Questo monaco che, nei tragici anni dei totalitarismi e della “guerra civile italiana” (1943-1948), fu chiamato a guidare la difficile diocesi ambrosiana, «Splendette come un giusto» secondo Mons. Malnati e, «nel prossimo anno della vita consacrata, è fulgido esempio di chi veramente tutto ha lasciato per essere tutto di Dio e del suo popolo» (art. cit.). Il 2015, infatti, come annunciato da Papa Francesco a fine novembre 2013 incontrando i Superiori generali degli Istituti maschili, sarà un anno dedicato interamente alla vita religiosa, in una fase delicata nella storia della Chiesa con il commissariamento, appena ultimato ma ancora per certi versi problematico, della Congregazione dei Legionari di Cristo e quello, ancora dolorosamente perdurante, dei Francescani dell’Immacolata (cfr. I Francescani dell’Immacolata e l’assedio del «pensiero unico», in Formiche.net, 30 aprile 2014).

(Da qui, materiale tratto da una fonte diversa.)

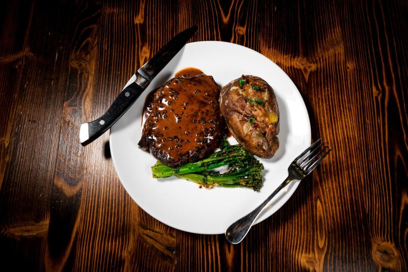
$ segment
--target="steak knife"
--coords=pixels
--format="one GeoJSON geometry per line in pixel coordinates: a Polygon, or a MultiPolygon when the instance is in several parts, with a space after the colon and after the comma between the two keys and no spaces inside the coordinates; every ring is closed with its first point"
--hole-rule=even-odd
{"type": "Polygon", "coordinates": [[[85,146],[108,130],[133,105],[153,79],[187,43],[197,31],[196,26],[180,32],[160,48],[150,60],[137,70],[136,80],[119,93],[101,116],[80,128],[80,141],[85,146]]]}

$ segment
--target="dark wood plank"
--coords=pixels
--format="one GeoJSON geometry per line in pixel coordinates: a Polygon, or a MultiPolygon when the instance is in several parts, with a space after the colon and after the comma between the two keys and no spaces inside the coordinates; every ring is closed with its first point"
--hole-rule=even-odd
{"type": "MultiPolygon", "coordinates": [[[[408,269],[405,1],[9,1],[0,10],[0,260],[66,270],[408,269]],[[240,244],[186,233],[139,208],[105,112],[171,37],[222,40],[277,63],[312,138],[333,152],[240,244]]],[[[222,64],[219,64],[222,65],[222,64]]]]}

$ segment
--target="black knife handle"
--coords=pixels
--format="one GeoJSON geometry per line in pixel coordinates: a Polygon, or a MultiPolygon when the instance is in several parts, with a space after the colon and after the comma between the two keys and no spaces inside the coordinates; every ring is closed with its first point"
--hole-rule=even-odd
{"type": "MultiPolygon", "coordinates": [[[[146,86],[143,87],[145,88],[146,86]]],[[[81,134],[86,134],[86,131],[86,131],[84,127],[87,126],[88,139],[83,136],[82,137],[83,138],[81,139],[82,135],[80,136],[81,144],[86,145],[109,129],[133,105],[144,90],[144,88],[136,82],[133,82],[122,91],[103,115],[92,122],[82,124],[80,130],[80,135],[81,134]]]]}

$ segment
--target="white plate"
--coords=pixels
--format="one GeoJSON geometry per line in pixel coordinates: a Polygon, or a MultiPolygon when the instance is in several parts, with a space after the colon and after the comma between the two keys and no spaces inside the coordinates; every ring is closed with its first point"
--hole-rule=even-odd
{"type": "MultiPolygon", "coordinates": [[[[134,81],[133,78],[128,84],[134,81]]],[[[277,65],[247,47],[219,41],[187,44],[151,82],[110,131],[111,153],[122,184],[137,204],[163,223],[179,230],[205,234],[224,233],[228,226],[251,211],[287,176],[290,163],[310,145],[310,122],[299,91],[277,65]],[[280,113],[280,146],[265,166],[259,192],[247,188],[199,189],[195,183],[175,178],[155,179],[150,166],[156,160],[138,148],[142,111],[146,95],[177,71],[198,68],[224,86],[242,75],[257,76],[275,91],[280,113]]],[[[275,197],[257,220],[258,223],[288,201],[299,182],[293,182],[275,197]]]]}

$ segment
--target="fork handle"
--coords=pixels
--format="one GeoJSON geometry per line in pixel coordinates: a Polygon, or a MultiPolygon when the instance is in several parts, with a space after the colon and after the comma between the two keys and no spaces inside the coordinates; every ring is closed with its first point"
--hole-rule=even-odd
{"type": "Polygon", "coordinates": [[[288,176],[285,181],[282,182],[260,205],[243,217],[233,223],[225,231],[226,239],[231,243],[234,244],[237,244],[241,242],[246,236],[248,232],[249,231],[249,229],[251,228],[252,224],[253,224],[253,222],[257,219],[265,206],[270,202],[272,199],[277,193],[286,187],[292,180],[293,180],[289,179],[288,176]]]}

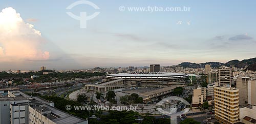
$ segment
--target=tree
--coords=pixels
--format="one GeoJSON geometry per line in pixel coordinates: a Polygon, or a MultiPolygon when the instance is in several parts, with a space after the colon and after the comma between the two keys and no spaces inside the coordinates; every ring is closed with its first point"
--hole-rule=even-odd
{"type": "Polygon", "coordinates": [[[218,121],[215,121],[214,123],[214,124],[220,124],[220,123],[218,121]]]}
{"type": "Polygon", "coordinates": [[[183,88],[182,87],[178,87],[174,89],[174,94],[176,95],[182,95],[183,92],[183,88]]]}
{"type": "Polygon", "coordinates": [[[193,118],[188,118],[180,122],[180,124],[200,124],[200,122],[195,120],[193,118]]]}
{"type": "Polygon", "coordinates": [[[116,94],[115,93],[115,92],[112,90],[110,90],[106,93],[106,99],[108,101],[110,101],[110,102],[112,103],[113,102],[114,102],[115,101],[114,99],[115,97],[116,94]],[[114,101],[113,99],[115,101],[114,101]]]}
{"type": "Polygon", "coordinates": [[[86,96],[85,94],[78,95],[77,96],[77,101],[83,105],[86,104],[88,102],[89,97],[86,96]]]}
{"type": "Polygon", "coordinates": [[[129,96],[125,95],[124,96],[121,96],[120,97],[119,102],[124,105],[128,104],[129,96]]]}
{"type": "Polygon", "coordinates": [[[185,98],[184,99],[187,102],[188,102],[189,104],[191,104],[192,103],[192,95],[189,95],[187,97],[185,98]]]}
{"type": "Polygon", "coordinates": [[[203,103],[203,108],[204,109],[208,109],[209,108],[209,104],[208,104],[208,102],[205,102],[203,103]]]}
{"type": "Polygon", "coordinates": [[[136,103],[143,103],[143,98],[142,97],[138,97],[137,99],[136,103]]]}
{"type": "Polygon", "coordinates": [[[201,83],[201,86],[202,87],[207,87],[207,83],[206,82],[203,82],[202,83],[201,83]]]}
{"type": "Polygon", "coordinates": [[[141,123],[142,124],[151,124],[155,123],[156,118],[152,116],[144,116],[143,120],[141,123]]]}
{"type": "Polygon", "coordinates": [[[96,93],[96,98],[97,98],[97,99],[100,100],[100,98],[101,98],[102,97],[101,96],[102,95],[102,94],[101,94],[101,92],[99,92],[98,91],[96,93]]]}

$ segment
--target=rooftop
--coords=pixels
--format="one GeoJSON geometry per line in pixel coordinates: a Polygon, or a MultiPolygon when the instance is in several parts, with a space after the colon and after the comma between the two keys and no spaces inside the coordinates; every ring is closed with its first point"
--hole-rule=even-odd
{"type": "Polygon", "coordinates": [[[252,123],[256,123],[256,119],[254,119],[250,117],[245,116],[244,117],[244,119],[249,121],[252,123]]]}
{"type": "Polygon", "coordinates": [[[161,76],[187,76],[186,74],[180,74],[175,73],[122,73],[115,74],[109,74],[109,76],[117,77],[161,77],[161,76]]]}
{"type": "Polygon", "coordinates": [[[174,89],[175,88],[178,87],[183,87],[184,86],[184,85],[175,85],[175,86],[168,86],[168,87],[166,87],[161,88],[161,89],[156,89],[156,90],[153,90],[153,91],[142,92],[142,93],[141,93],[141,94],[143,95],[145,95],[147,96],[149,96],[151,95],[153,95],[161,93],[162,92],[164,92],[164,91],[167,91],[168,90],[174,89]]]}

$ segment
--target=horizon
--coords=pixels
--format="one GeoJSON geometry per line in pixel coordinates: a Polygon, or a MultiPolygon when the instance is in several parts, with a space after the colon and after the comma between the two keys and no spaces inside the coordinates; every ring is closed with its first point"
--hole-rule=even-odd
{"type": "Polygon", "coordinates": [[[69,9],[76,2],[0,2],[0,70],[170,66],[255,57],[254,1],[91,1],[98,9],[69,9]],[[183,11],[160,11],[168,7],[183,11]],[[81,25],[68,12],[99,13],[81,25]]]}
{"type": "MultiPolygon", "coordinates": [[[[256,57],[253,57],[253,58],[256,58],[256,57]]],[[[176,65],[163,65],[163,66],[161,66],[161,64],[160,64],[160,67],[171,67],[171,66],[178,66],[179,64],[182,63],[195,63],[195,64],[205,64],[205,63],[222,63],[222,64],[226,64],[227,63],[228,63],[228,61],[231,61],[231,60],[238,60],[239,61],[241,61],[242,60],[246,60],[246,59],[251,59],[251,58],[246,58],[246,59],[242,59],[242,60],[239,60],[239,59],[232,59],[232,60],[228,60],[225,63],[222,63],[222,62],[220,62],[220,61],[206,61],[206,62],[203,62],[203,63],[194,63],[194,62],[191,62],[191,61],[183,61],[183,62],[181,62],[178,64],[176,64],[176,65]]],[[[127,68],[129,67],[129,66],[132,66],[132,67],[134,67],[135,68],[137,68],[137,67],[150,67],[150,65],[151,65],[151,64],[148,64],[148,65],[140,65],[140,66],[133,66],[133,65],[130,65],[130,66],[123,66],[123,67],[118,67],[118,66],[116,66],[116,67],[114,67],[114,66],[110,66],[110,67],[93,67],[93,68],[80,68],[80,69],[55,69],[55,68],[52,68],[52,69],[48,69],[47,68],[47,67],[46,67],[46,66],[44,66],[45,67],[46,67],[47,69],[46,70],[55,70],[55,71],[61,71],[61,70],[90,70],[90,69],[93,69],[95,68],[100,68],[101,69],[104,69],[104,68],[127,68]]],[[[20,70],[22,72],[23,71],[40,71],[40,67],[41,67],[42,66],[40,66],[40,67],[39,67],[38,68],[37,68],[37,69],[30,69],[30,70],[20,70],[20,69],[9,69],[9,70],[1,70],[0,71],[9,71],[9,70],[11,70],[11,71],[17,71],[17,70],[20,70]]]]}

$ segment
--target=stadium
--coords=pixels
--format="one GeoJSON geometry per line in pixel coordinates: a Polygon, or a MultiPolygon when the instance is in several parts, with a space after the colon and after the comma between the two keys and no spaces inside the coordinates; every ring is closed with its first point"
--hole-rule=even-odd
{"type": "Polygon", "coordinates": [[[183,85],[188,77],[187,74],[174,73],[123,73],[106,76],[110,80],[121,79],[123,85],[133,88],[183,85]]]}

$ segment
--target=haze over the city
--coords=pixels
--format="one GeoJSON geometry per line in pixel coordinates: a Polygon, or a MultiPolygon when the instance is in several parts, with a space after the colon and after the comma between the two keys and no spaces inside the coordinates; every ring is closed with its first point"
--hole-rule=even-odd
{"type": "Polygon", "coordinates": [[[253,1],[93,1],[99,9],[88,5],[66,9],[75,2],[0,2],[0,70],[171,66],[255,57],[253,1]],[[190,11],[127,10],[148,6],[190,11]],[[81,28],[68,12],[100,13],[81,28]]]}

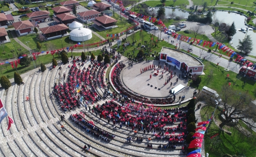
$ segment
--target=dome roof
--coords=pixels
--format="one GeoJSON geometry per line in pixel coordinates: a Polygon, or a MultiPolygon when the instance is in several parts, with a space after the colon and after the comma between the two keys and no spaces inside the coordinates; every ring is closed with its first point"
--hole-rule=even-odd
{"type": "Polygon", "coordinates": [[[88,3],[88,6],[91,7],[93,6],[93,4],[96,4],[96,2],[93,0],[91,0],[90,2],[88,3]]]}
{"type": "Polygon", "coordinates": [[[79,28],[71,31],[69,33],[69,35],[74,37],[85,37],[91,34],[91,31],[88,28],[79,28]]]}
{"type": "Polygon", "coordinates": [[[82,27],[83,27],[82,24],[80,24],[76,21],[74,21],[73,22],[70,24],[68,26],[68,27],[69,27],[70,28],[72,28],[73,29],[76,28],[80,28],[82,27]]]}

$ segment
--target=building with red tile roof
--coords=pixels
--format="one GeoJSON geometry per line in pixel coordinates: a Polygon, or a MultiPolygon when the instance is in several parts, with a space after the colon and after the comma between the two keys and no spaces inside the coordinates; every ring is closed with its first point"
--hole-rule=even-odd
{"type": "Polygon", "coordinates": [[[86,20],[95,20],[95,18],[99,16],[101,13],[95,10],[91,10],[77,13],[78,18],[83,22],[86,20]]]}

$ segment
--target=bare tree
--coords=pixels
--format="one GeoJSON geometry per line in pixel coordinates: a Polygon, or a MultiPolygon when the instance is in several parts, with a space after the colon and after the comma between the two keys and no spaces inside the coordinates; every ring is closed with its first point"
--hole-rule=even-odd
{"type": "Polygon", "coordinates": [[[200,25],[197,25],[192,27],[191,29],[191,33],[194,36],[194,38],[195,38],[198,35],[201,34],[202,30],[203,30],[202,27],[200,25]]]}

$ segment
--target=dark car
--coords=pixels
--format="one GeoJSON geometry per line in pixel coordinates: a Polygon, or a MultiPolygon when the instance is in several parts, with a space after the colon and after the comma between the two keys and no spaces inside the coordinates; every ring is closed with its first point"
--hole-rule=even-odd
{"type": "Polygon", "coordinates": [[[141,29],[141,27],[139,26],[136,26],[134,27],[134,30],[137,31],[137,30],[139,29],[141,29]]]}

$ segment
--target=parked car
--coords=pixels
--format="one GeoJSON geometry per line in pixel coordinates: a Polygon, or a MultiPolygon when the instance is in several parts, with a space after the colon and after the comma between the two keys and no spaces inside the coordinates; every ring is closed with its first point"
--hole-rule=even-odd
{"type": "Polygon", "coordinates": [[[145,21],[144,21],[144,20],[143,19],[139,19],[139,22],[141,22],[142,23],[143,23],[143,24],[144,23],[145,23],[145,21]]]}
{"type": "Polygon", "coordinates": [[[137,31],[141,29],[141,27],[139,26],[136,26],[134,27],[134,30],[137,31]]]}
{"type": "Polygon", "coordinates": [[[134,32],[134,31],[133,31],[133,30],[130,30],[129,31],[128,31],[128,34],[132,33],[133,32],[134,32]]]}
{"type": "Polygon", "coordinates": [[[26,14],[22,14],[20,16],[20,18],[21,18],[22,17],[27,17],[27,15],[26,14]]]}

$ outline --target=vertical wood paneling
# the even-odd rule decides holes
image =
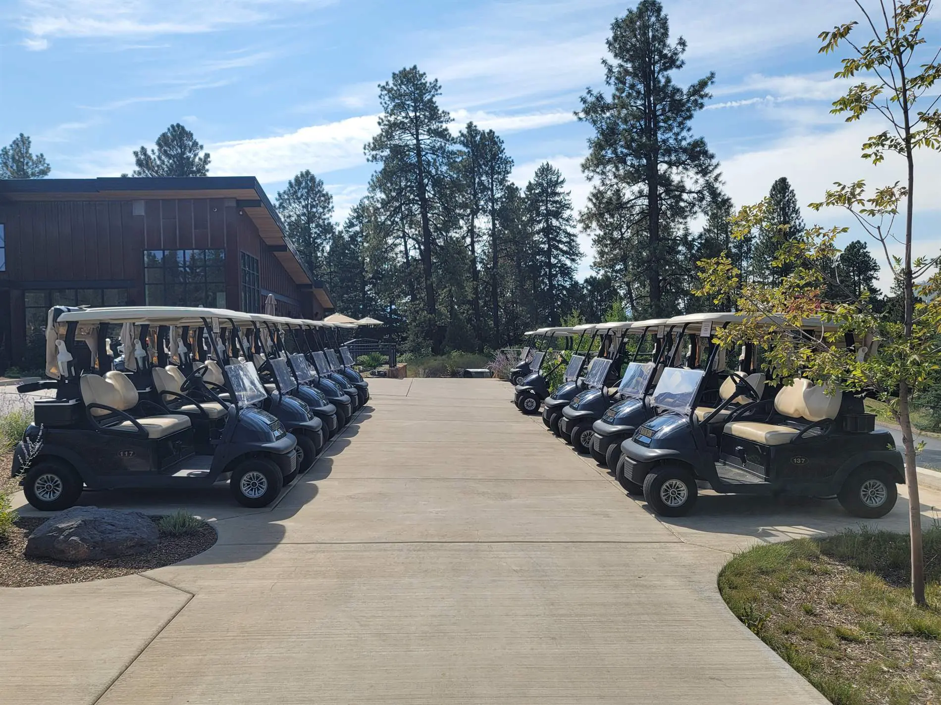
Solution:
[[[180,246],[184,250],[196,248],[193,244],[193,201],[177,201],[177,232]]]

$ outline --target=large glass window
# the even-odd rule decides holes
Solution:
[[[242,310],[247,313],[262,311],[262,284],[258,276],[258,259],[247,252],[242,253]]]
[[[40,289],[25,290],[26,336],[41,332],[53,306],[122,306],[126,289]]]
[[[146,250],[148,306],[226,307],[225,250]]]

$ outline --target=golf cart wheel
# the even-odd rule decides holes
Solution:
[[[617,463],[621,460],[621,440],[615,438],[614,442],[608,446],[608,449],[604,453],[604,464],[608,466],[608,469],[614,472],[617,469]],[[633,484],[637,484],[636,482]],[[638,485],[640,487],[640,485]],[[642,488],[643,489],[643,488]],[[637,493],[640,494],[640,493]]]
[[[618,451],[620,448],[618,448]],[[624,491],[628,494],[643,494],[644,485],[639,485],[632,479],[628,479],[627,476],[624,474],[624,456],[618,454],[617,464],[614,465],[614,478],[617,478],[617,483],[624,488]]]
[[[82,478],[64,462],[40,458],[26,473],[23,494],[40,511],[67,509],[82,494]]]
[[[895,507],[899,491],[895,479],[882,465],[863,465],[850,473],[837,498],[851,514],[878,519]]]
[[[592,436],[591,445],[588,446],[588,449],[591,451],[591,457],[595,462],[599,465],[603,465],[607,462],[607,459],[605,458],[605,454],[601,451],[601,446],[598,442],[598,438],[600,438],[600,436],[597,434]]]
[[[582,455],[586,455],[591,448],[591,439],[595,437],[595,431],[591,428],[591,421],[582,421],[575,424],[568,434],[572,442],[572,447]]]
[[[304,432],[295,433],[295,438],[297,439],[297,450],[300,451],[297,457],[297,472],[303,474],[313,467],[317,460],[317,444]],[[284,478],[284,484],[287,484],[287,478]]]
[[[644,499],[661,516],[683,516],[696,496],[696,479],[685,467],[663,465],[644,478]]]
[[[542,402],[539,401],[539,398],[533,392],[526,392],[519,396],[519,411],[528,415],[538,414],[540,403]]]
[[[247,458],[232,471],[229,487],[243,507],[267,507],[284,486],[278,463],[267,458]]]

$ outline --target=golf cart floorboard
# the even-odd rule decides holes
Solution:
[[[716,473],[719,479],[726,485],[763,485],[768,484],[764,478],[760,478],[755,473],[744,468],[726,465],[721,461],[715,463]]]

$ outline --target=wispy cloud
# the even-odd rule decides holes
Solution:
[[[21,0],[19,24],[31,48],[51,39],[191,35],[266,22],[333,0]],[[40,42],[45,44],[41,45]]]

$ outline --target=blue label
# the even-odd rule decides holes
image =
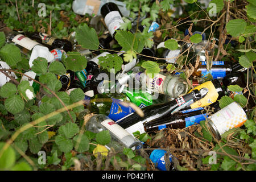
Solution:
[[[207,61],[201,61],[201,65],[207,65]],[[224,61],[212,61],[212,65],[224,65]]]
[[[120,100],[115,98],[112,99],[112,104],[108,115],[111,119],[115,121],[135,111],[130,106],[125,107],[122,105],[122,101]]]
[[[190,109],[181,110],[181,111],[180,111],[180,112],[184,114],[184,113],[190,113],[190,112],[192,112],[192,111],[195,111],[197,110],[203,110],[203,109],[204,109],[204,107],[197,107],[197,108],[195,108],[195,109]]]
[[[208,115],[207,115],[207,114],[203,114],[185,118],[185,121],[186,122],[186,127],[194,125],[200,125],[200,121],[205,120],[205,118],[207,117]]]
[[[162,129],[166,129],[166,125],[162,125],[159,126],[158,126],[158,130],[161,130]]]
[[[156,30],[158,29],[158,28],[159,28],[159,24],[155,22],[152,22],[151,25],[150,26],[150,27],[149,28],[147,32],[149,33],[150,32],[155,32]]]
[[[207,69],[201,69],[202,77],[206,76],[208,74],[210,73],[213,79],[214,78],[223,78],[226,76],[226,69],[210,69],[209,72]]]

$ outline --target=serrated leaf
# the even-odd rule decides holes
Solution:
[[[234,37],[243,34],[246,28],[246,22],[242,19],[232,19],[226,25],[227,32]]]
[[[168,39],[164,42],[164,47],[167,49],[174,51],[178,48],[178,43],[175,40]]]
[[[247,104],[247,98],[243,95],[237,94],[234,97],[234,101],[238,103],[242,107],[244,107]]]
[[[0,142],[0,151],[2,150],[5,144],[5,142]],[[11,146],[8,147],[0,157],[0,169],[8,169],[11,167],[14,164],[15,158],[14,150]]]
[[[96,142],[100,144],[106,145],[111,141],[111,136],[108,130],[103,130],[98,133],[96,136]]]
[[[46,59],[38,57],[33,61],[31,69],[36,73],[44,74],[47,72],[48,61]]]
[[[67,139],[63,135],[57,135],[55,138],[55,143],[61,152],[67,153],[73,149],[73,142],[71,139]]]
[[[68,123],[59,128],[59,134],[64,136],[66,138],[72,138],[79,131],[77,125],[73,123]]]
[[[104,57],[98,57],[98,64],[102,69],[106,69],[109,72],[113,71],[114,73],[122,68],[123,60],[117,54],[109,54]]]
[[[201,34],[195,34],[189,38],[189,39],[191,42],[197,44],[202,41],[203,36]]]
[[[86,24],[77,28],[76,39],[82,47],[88,49],[96,50],[100,45],[95,30],[89,27]]]
[[[81,56],[80,52],[68,52],[67,54],[68,57],[63,57],[62,60],[67,70],[69,69],[76,72],[86,67],[87,60],[85,56]]]
[[[218,100],[218,102],[220,103],[219,106],[221,109],[226,107],[233,102],[234,102],[233,99],[227,96],[223,96],[220,100]]]
[[[63,75],[66,73],[66,69],[63,64],[59,61],[53,61],[49,66],[49,72],[56,75]]]
[[[16,88],[16,85],[7,82],[1,88],[0,96],[4,98],[7,98],[14,95],[16,92],[17,88]]]
[[[239,57],[239,63],[244,68],[249,68],[251,67],[252,63],[248,58],[245,56],[242,55]]]
[[[0,47],[3,46],[5,43],[5,35],[3,32],[0,32]]]
[[[80,139],[80,142],[77,144],[77,142],[79,142],[79,139]],[[74,146],[75,149],[76,151],[79,152],[84,152],[87,151],[89,150],[89,147],[90,144],[90,140],[87,138],[86,135],[84,134],[81,136],[79,135],[76,135],[73,139],[74,140]],[[77,147],[77,148],[76,148]]]
[[[228,89],[232,92],[241,92],[243,90],[242,88],[237,85],[230,85],[228,86]]]
[[[21,60],[20,51],[13,44],[6,44],[0,49],[0,57],[11,67]]]
[[[8,111],[15,114],[21,112],[25,106],[19,95],[13,95],[5,101],[5,107]]]

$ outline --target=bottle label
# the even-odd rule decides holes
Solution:
[[[192,126],[196,125],[197,124],[200,124],[201,121],[205,120],[205,118],[207,118],[207,114],[202,114],[199,115],[196,115],[192,116],[191,117],[187,117],[185,118],[185,121],[186,122],[186,127]]]
[[[193,111],[196,111],[197,110],[203,110],[204,109],[204,107],[197,107],[197,108],[195,108],[195,109],[187,109],[187,110],[181,110],[180,112],[185,114],[185,113],[190,113],[190,112],[193,112]]]
[[[40,32],[39,36],[41,37],[42,42],[43,43],[52,46],[52,43],[56,39],[55,38],[52,37],[45,33]]]
[[[236,102],[209,117],[221,135],[234,127],[241,127],[247,120],[243,109]]]
[[[147,76],[146,85],[147,88],[153,92],[164,94],[163,83],[166,78],[166,76],[159,73],[155,74],[152,78]]]
[[[120,23],[124,23],[118,11],[113,11],[108,13],[105,17],[104,22],[112,36],[115,30],[121,27]]]
[[[127,131],[112,119],[104,120],[101,124],[106,127],[108,130],[110,131],[111,133],[119,139],[122,139],[123,138],[130,135],[130,134]]]
[[[30,51],[32,50],[36,45],[40,44],[39,43],[30,39],[22,34],[16,35],[12,41]]]
[[[118,99],[112,98],[112,104],[108,117],[114,121],[117,121],[135,111],[130,106],[125,106],[121,102],[122,101]]]
[[[201,61],[201,65],[207,65],[207,61]],[[212,61],[212,65],[224,65],[224,61]]]
[[[196,86],[194,89],[200,90],[203,88],[207,88],[208,89],[208,93],[204,97],[191,104],[190,107],[192,109],[208,106],[217,101],[218,97],[218,92],[217,92],[216,89],[212,81],[208,81],[205,82],[204,83]],[[191,91],[192,90],[188,93],[191,92]]]
[[[144,125],[142,123],[141,121],[137,123],[136,124],[131,126],[127,129],[125,129],[128,133],[129,133],[131,135],[133,136],[133,133],[136,132],[137,131],[139,131],[139,133],[143,134],[146,133],[145,130],[144,129]]]
[[[202,73],[202,77],[205,77],[209,73],[210,73],[210,75],[212,75],[213,79],[223,78],[226,76],[225,68],[212,69],[209,71],[207,71],[207,69],[205,68],[199,69],[198,70],[199,71],[201,70]]]

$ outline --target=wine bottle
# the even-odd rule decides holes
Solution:
[[[85,129],[94,133],[104,130],[109,131],[111,141],[105,147],[109,150],[113,148],[115,151],[120,152],[125,147],[133,150],[143,148],[142,143],[138,139],[104,114],[93,115],[86,122]]]
[[[130,106],[125,105],[124,102],[129,99],[123,94],[97,94],[92,97],[85,96],[86,107],[91,112],[104,114],[114,121],[134,112]]]
[[[134,128],[141,133],[144,133],[143,123],[163,117],[168,113],[174,114],[203,98],[208,92],[207,88],[202,88],[200,91],[195,90],[171,101],[150,105],[142,109],[144,117],[141,117],[136,112],[134,112],[117,121],[117,123],[130,133],[134,132]]]
[[[68,40],[58,39],[43,32],[26,32],[25,35],[50,49],[60,48],[66,52],[72,51],[72,44]]]

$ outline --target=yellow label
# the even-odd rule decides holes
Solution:
[[[212,82],[212,81],[209,81],[205,82],[204,83],[197,86],[196,86],[194,88],[194,90],[197,89],[200,90],[203,88],[208,88],[208,93],[206,94],[205,96],[204,96],[204,98],[202,98],[200,100],[191,104],[190,106],[192,109],[208,106],[217,101],[217,99],[218,97],[218,92],[217,92],[216,89],[215,89],[215,86],[213,85],[213,84]],[[188,93],[191,92],[192,90],[190,90]]]

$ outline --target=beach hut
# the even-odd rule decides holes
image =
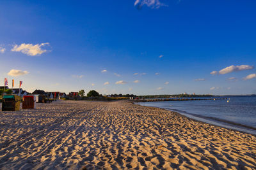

Il 31 gennaio scorso, annunciando in conferenza stampa quest’anno dedicato alla vocazione ed alla missione dei religiosi, il cardinale João Braz de Aviz, prefetto della Congregazione per gli Istituti di vita consacrata e le Società di vita apostolica, ha specificato che il Santo Padre l’ha deciso proprio in occasione del 50° anniversario della promulgazione del Decreto conciliare Perfectae caritatis (28 ottobre 1965), “sul rinnovamento della vita religiosa”, che per la Chiesa continua ad essere un punto obbligato di riferimento. Nella solenne concelebrazione che darà inizio ufficiale all’Anno della Vita consacrata, che si avrà nella Basilica di san Pietro il 21 novembre 2014, Giornata mondiale “Pro orantibus”, ci si augura che possa finalmente venire a definizione la vicenda dei Francescani dell’Immacolata, giovane comunità di religiosi, fondata dagli ex frati Minori Conventuali padri Stefano Manelli e Gabriele M. Pellettieri il 2 agosto 1970 e riconosciuta di diritto pontificio da Giovanni Paolo II nel 1998, che da oltre un anno è ancora in sospeso (cfr. I primi nove mesi di “quarantena” dei Francescani dell’Immacolata, in Formiche.net, 18 marzo 2014).
LA PREGHIERA
Come ha spiegato ad esempio la storica Elena Nobili nel libro Ildefonso Schuster tra storia e rinnovamento cattolico (2012), il Beato benedettino è stato proprio l’uomo nel Novecento dedito al rinnovamento liturgico e della vita religiosa che, in Italia, passerebbe proprio attraverso una vivace ripresa del francescanesimo. Viene quindi bene nel prossimo Anno della vita consacrata la recita di quel passaggio della preghiera a lui dedicata: «Padre origine di ogni bene, noi ti lodiamo e ti ringraziamo perché nel beato cardinale Alfredo Ildefonso Schuster ci hai donato e fatto conoscere un pastore mansueto e infaticabile, uomo “tutto preghiera”, testimone della pace che tu solo sai donare. Signore Gesù, Figlio di Dio, tu sei stato per il cardinal Schuster modello di vita: per tuo amore fu servo appassionato di tutti, consumando ogni giorno della sua esistenza perché ciascuno potesse trovare te, Signore della vita, della pace e della gioia. Il suo esempio ci stimoli e la sua preghiera ci accompagni, perché anche noi doniamo la vita al servizio di ogni essere umano».